Einhorn has been the custodian of Jakubowski’s story with an unfailing tenderness and an impressive capacity for empathy, that both fills in and opens up the story’s many chasms. This constant uncertainty means that you read the book both as a striking portrayal and as a skillfully written tale from the time when people allowed themselves the luxury of taking a long time to tell their life story.

Sinziana Ravini, Göteborgs-Posten

 

After reading it, mainly the image of the father remains in me. It is the portrait of a man who does not allow himself to be portrayed, he is constantly slipping away, driven by fear, denial and a desperate hunger for life, on the run throughout his life, until the flight stops, in the slums of Bergsjön outside Gothenburg.

Carl-Michael Edenborg, Aftonbladet

 

I recommend you to read A Crate of Oranges, perhaps especially those of you who were not familiar with Jackie Jakubowski, because for you it will be a captivating novel, while those of us who knew him are reminded of his absence.

Nina Solomin, Fokus

 

Einhorn manages Jakubowski’s story well and has a knack for laying out pieces of the puzzle that compel the reader to continue. The book is written with a rhythm, while at the same time it leaves gaps that the reader seeks to fill.

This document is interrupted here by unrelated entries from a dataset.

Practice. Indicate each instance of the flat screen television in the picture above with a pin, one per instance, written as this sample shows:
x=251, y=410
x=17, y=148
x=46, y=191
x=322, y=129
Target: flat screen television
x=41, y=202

Jonas Frånander, BTJ (Library services)

 

Lena Einhorn writes in fluent prose and approaches her subject with care. It is a book about a boy’s childhood and the young man Jasio is about to become as he has to leave for Sweden.

Anne-Charlotte Östman, LitteraturMagazinet

 

When personal traumatic experiences go hand in hand with structural systemic failures, the accumulated fear needs to be decoded and made visible in some form, perhaps clothed in words. Delicately, without a word too many and in exactly the right dramaturgical order, Einhorn lets the reader participate in just such a decoding. In a cinematic way, we step in and out of scenes, both terrifying and loving, constantly in a masterful balance between real and unreal, reasonable and unreasonable.

Sussi Yildiz Dag, Östgöta Correspondenten

 

It’s a fantastic novel,  and I get really moved from time to time. Tears come out every now and then, but I also get a little laugh sometimes. Just like it should be when you read a really good book.